建议搭配angr源码和angr symbion论文阅读。
angr symbion是一项很神奇的技术,可以帮助实现跳过符号分析前复杂的环境初始化工作,通过一个调试接口,比如gdbserver,可以实现具体环境和符号环境的交错执行。具体的使用方法可以参考官方文档。但是因为这个技术非常有意思,可能对IOT,嵌入式领域的自动化漏洞分析带来极大的帮助,因此我决定深挖该技术的实现细节。
先看一个官方demo:
# Instantiating the ConcreteTarget
avatar_gdb = AvatarGDBConcreteTarget(avatar2.archs.x86.X86_64,
GDB_SERVER_IP, GDB_SERVER_PORT)
# Creating the Project
p = angr.Project(binary_x64, concrete_target=avatar_gdb,
use_sim_procedures=True)
# Getting an entry_state
entry_state = p.factory.entry_state()
# Forget about these options as for now, will explain later.
entry_state.options.add(angr.options.SYMBION_SYNC_CLE)
entry_state.options.add(angr.options.SYMBION_KEEP_STUBS_ON_SYNC)
# Use Symbion!
simgr.use_technique(angr.exploration_techniques.Symbion(find=[0x85b853])
可以看出使用该技术的第一项就是初始化ConcreteTarget,在该初始化过程中使用到了一个库Avatar,根据官方介绍,这是一个针对嵌入式设备固件的动态分析框架。显然,symboin技术用它作为自己和concrete state交互的接口,因此,我们先了解一下avatar.
avatar2作为一个编排框架,其实可以支持同时连接多个IOT设备和模拟环境,从架构上来看,avatar2由以下部分组成:
1. targets
2. Protocols
3. endpoints (like an emulator or a physical device)

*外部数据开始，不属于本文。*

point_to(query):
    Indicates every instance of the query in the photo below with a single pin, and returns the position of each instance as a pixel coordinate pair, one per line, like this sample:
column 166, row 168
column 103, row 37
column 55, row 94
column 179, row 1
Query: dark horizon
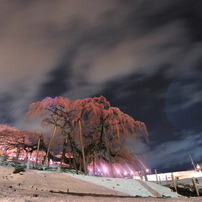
column 144, row 57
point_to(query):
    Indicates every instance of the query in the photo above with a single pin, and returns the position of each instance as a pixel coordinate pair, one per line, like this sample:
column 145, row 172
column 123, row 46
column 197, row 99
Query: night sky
column 144, row 56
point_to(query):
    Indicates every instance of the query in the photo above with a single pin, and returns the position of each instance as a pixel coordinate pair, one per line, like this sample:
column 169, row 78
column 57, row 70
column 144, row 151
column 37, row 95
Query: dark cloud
column 133, row 52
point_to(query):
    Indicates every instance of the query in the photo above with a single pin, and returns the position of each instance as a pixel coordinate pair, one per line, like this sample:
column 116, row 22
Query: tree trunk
column 73, row 152
column 37, row 152
column 50, row 142
column 82, row 146
column 108, row 152
column 94, row 163
column 64, row 149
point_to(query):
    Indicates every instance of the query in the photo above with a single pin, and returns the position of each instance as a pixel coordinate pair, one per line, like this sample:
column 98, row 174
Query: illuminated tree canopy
column 93, row 131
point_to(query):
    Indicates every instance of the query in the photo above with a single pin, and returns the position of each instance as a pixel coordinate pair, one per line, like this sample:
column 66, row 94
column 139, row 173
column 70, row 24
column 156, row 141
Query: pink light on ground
column 105, row 169
column 125, row 173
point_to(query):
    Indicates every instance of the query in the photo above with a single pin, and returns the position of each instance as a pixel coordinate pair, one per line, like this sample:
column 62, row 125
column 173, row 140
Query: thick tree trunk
column 82, row 147
column 64, row 149
column 73, row 152
column 108, row 151
column 50, row 142
column 37, row 152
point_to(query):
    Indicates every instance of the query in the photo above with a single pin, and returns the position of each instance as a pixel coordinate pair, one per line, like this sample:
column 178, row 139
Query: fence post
column 195, row 186
column 157, row 181
column 174, row 182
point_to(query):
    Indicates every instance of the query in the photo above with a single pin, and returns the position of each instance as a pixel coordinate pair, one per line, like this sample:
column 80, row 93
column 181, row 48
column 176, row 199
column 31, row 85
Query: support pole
column 157, row 180
column 195, row 186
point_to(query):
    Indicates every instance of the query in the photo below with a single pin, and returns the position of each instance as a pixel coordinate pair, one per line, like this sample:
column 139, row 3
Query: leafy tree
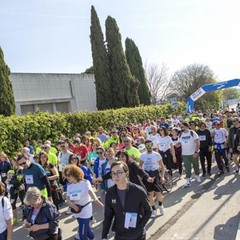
column 100, row 64
column 136, row 67
column 187, row 80
column 125, row 86
column 89, row 70
column 158, row 82
column 7, row 103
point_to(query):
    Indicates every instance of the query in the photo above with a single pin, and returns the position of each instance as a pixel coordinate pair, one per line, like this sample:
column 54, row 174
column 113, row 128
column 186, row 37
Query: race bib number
column 202, row 137
column 29, row 179
column 130, row 220
column 75, row 196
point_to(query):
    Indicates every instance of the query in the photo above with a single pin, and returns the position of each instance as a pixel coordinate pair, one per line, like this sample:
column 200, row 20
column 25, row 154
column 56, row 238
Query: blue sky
column 53, row 35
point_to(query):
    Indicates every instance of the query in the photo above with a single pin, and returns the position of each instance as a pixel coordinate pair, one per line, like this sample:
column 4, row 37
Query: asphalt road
column 210, row 210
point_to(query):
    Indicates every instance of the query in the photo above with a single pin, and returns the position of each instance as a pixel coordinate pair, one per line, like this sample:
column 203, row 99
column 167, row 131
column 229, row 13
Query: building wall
column 53, row 92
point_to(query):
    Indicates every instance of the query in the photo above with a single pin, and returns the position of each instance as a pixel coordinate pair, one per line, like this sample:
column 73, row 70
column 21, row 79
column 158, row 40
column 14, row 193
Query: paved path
column 210, row 210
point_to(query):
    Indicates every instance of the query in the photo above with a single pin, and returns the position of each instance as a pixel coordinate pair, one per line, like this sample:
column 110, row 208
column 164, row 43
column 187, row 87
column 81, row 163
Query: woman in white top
column 166, row 148
column 80, row 195
column 6, row 216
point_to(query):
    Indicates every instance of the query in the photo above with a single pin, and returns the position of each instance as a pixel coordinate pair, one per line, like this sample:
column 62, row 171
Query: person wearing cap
column 133, row 152
column 220, row 136
column 35, row 175
column 52, row 158
column 39, row 146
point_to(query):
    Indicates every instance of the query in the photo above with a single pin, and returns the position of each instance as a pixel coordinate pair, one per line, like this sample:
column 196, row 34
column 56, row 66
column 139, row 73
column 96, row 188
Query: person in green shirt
column 133, row 152
column 52, row 158
column 114, row 138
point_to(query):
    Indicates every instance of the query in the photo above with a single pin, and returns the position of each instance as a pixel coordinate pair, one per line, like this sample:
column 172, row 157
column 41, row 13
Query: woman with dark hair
column 166, row 148
column 178, row 150
column 40, row 216
column 53, row 176
column 80, row 194
column 6, row 216
column 136, row 174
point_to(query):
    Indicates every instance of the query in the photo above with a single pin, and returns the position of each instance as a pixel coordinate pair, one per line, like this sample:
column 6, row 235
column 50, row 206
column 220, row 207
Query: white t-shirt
column 164, row 143
column 154, row 139
column 150, row 161
column 101, row 162
column 78, row 194
column 188, row 142
column 219, row 135
column 5, row 214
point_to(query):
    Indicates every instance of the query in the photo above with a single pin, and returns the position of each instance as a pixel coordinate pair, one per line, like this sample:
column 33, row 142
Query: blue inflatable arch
column 209, row 88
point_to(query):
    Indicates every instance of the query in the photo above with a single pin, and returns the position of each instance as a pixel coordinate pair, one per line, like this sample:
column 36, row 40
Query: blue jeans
column 84, row 231
column 3, row 235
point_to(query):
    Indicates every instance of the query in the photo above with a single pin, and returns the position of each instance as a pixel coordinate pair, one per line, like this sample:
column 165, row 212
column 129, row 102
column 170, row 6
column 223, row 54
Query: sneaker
column 77, row 237
column 161, row 208
column 187, row 183
column 154, row 213
column 68, row 212
column 15, row 220
column 198, row 178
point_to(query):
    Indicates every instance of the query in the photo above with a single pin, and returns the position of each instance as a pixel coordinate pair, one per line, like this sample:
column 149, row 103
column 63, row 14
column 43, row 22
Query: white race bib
column 75, row 196
column 130, row 220
column 4, row 174
column 202, row 137
column 29, row 179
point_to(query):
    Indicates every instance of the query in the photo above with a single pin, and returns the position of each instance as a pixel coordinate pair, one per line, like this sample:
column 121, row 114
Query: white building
column 53, row 92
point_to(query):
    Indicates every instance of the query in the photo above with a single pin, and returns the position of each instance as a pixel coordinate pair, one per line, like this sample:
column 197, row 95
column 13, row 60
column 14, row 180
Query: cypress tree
column 136, row 67
column 7, row 103
column 125, row 86
column 100, row 64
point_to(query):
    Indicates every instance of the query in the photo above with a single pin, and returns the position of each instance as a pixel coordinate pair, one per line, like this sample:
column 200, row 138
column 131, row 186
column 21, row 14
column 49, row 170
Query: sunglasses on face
column 22, row 164
column 117, row 174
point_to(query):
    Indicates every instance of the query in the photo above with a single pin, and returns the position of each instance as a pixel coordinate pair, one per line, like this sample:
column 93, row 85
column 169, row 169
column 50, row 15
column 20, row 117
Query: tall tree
column 189, row 79
column 100, row 64
column 136, row 67
column 125, row 86
column 7, row 103
column 158, row 82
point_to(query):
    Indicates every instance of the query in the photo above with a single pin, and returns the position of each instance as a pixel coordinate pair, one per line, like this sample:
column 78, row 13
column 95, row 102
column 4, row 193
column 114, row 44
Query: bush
column 45, row 126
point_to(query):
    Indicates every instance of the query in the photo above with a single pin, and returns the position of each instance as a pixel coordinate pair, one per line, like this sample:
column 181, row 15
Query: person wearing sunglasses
column 80, row 192
column 220, row 136
column 35, row 176
column 151, row 162
column 127, row 204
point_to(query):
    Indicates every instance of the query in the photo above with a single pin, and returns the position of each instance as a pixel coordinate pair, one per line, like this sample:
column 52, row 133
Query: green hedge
column 15, row 129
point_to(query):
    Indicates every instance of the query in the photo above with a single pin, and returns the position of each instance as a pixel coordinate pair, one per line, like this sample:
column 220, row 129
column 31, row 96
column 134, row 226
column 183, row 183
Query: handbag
column 79, row 208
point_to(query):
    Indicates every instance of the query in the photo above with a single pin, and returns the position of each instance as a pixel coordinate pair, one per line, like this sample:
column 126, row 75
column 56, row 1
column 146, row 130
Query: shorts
column 156, row 186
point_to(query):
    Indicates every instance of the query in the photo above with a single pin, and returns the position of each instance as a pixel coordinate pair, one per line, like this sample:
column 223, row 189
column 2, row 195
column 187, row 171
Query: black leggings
column 167, row 160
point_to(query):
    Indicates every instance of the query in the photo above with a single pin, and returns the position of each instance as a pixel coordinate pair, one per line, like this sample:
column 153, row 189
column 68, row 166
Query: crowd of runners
column 120, row 169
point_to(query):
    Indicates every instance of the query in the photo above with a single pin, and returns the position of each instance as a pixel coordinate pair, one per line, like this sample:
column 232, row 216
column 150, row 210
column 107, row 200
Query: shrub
column 45, row 126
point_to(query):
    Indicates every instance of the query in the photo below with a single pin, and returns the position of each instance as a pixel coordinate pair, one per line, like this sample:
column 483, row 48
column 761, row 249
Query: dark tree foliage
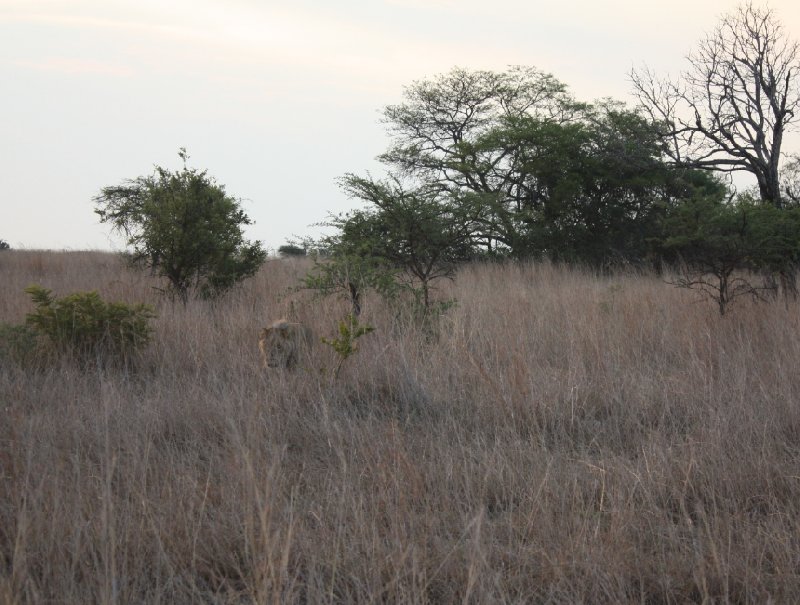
column 533, row 172
column 185, row 228
column 722, row 249
column 729, row 111
column 413, row 231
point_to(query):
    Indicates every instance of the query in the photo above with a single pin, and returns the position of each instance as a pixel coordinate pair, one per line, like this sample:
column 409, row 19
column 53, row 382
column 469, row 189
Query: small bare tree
column 730, row 110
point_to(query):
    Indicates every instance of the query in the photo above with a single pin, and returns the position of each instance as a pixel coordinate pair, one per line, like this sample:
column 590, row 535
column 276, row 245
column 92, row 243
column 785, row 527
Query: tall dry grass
column 560, row 438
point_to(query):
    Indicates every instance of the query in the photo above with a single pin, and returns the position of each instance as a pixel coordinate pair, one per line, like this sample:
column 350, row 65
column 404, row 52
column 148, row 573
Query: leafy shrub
column 84, row 325
column 184, row 227
column 344, row 345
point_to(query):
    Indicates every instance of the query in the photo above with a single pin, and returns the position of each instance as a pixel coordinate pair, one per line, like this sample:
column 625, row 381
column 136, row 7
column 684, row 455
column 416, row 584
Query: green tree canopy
column 184, row 227
column 532, row 171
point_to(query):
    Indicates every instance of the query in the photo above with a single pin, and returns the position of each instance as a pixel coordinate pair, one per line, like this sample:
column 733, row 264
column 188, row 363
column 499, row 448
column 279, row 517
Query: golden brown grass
column 562, row 438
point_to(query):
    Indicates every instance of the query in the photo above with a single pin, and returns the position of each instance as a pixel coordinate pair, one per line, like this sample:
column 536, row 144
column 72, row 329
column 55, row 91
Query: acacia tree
column 730, row 110
column 442, row 135
column 532, row 171
column 415, row 232
column 184, row 227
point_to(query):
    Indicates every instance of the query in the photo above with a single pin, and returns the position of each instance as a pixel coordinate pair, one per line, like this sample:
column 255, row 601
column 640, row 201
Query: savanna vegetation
column 560, row 437
column 508, row 402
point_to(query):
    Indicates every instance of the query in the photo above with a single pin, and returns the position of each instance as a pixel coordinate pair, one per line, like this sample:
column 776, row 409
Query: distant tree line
column 509, row 164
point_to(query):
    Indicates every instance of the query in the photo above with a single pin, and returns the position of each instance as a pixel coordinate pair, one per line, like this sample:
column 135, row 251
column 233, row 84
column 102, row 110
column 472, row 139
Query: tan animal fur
column 283, row 343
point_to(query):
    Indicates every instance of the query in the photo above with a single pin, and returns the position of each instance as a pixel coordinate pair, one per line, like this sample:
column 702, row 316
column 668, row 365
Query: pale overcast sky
column 275, row 99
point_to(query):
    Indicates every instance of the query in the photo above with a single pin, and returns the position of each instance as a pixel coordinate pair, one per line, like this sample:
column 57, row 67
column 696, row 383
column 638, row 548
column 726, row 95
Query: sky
column 275, row 99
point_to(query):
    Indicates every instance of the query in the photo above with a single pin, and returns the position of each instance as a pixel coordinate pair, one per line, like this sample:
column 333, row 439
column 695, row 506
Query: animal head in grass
column 283, row 343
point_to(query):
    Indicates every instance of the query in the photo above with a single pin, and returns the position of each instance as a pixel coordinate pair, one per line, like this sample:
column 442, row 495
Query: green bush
column 84, row 325
column 350, row 330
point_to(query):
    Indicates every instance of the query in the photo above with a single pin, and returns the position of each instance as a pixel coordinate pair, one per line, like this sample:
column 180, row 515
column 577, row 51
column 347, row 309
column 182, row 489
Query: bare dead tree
column 730, row 110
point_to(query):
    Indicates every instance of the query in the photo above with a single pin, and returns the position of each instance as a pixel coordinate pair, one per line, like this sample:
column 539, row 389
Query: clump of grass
column 566, row 437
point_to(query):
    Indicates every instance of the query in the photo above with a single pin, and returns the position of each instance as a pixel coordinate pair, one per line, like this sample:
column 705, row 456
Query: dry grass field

可以看出avatar2控制一系列target和endpoints进行交互,因此target是avatar2里面的重要组成部分,其包含以下几种类型:
• GDBTarget
• QemuTarget
• JLinkTarget
• OpenOCDTarget
• PandaTarget
以GDBTarget为例,通过它可以实现与gdbserver的交互,进而实现对远程执行环境的控制,不过对于执行的控制avatar2甚至可以实现两个状态的交换
from avatar2 import *
sample = 'firmware.bin'
openocd_conf = 'nucleo-l152re.cfg'
# Create avatar instance with custom output directory
avatar = Avatar(output_directory='/tmp/myavatar')
# Add first target
qemu = avatar.add_target(QemuTarget,
gdb_executable="arm-none-eabi-gdb",
firmware=sample, cpu_model="cortex-m3",
executable="targets/qemu/arm-softmmu/qemu-system-")
# Add the second target
nucleo = avatar.add_target(OpenOCDTarget,
gdb_executable="arm-none-eabi-gdb",
openocd_script=openocd_conf)
# Set up custom gdb ports to avoid collisions
qemu.gdb_port = 1234
nucleo.gdb_port = 1235
# Specify first memory range
rom = avatar.add_memory_range(0x08000000, 0x1000000, name='rom',
file=sample)
# Specify second memory range
ram = avatar.add_memory_range(0x20000000, 0x14000, name='ram')
# Initialize Targets
avatar.init_targets()
# Execute on the nucleo up to a specific address
nucleo.set_breakpoint(0x800B570)
nucleo.cont()
nucleo.wait()
# Transfer the state over to qemu
avatar.transfer_state(nucleo, qemu, sync_regs=True, synced_ranges=[ram])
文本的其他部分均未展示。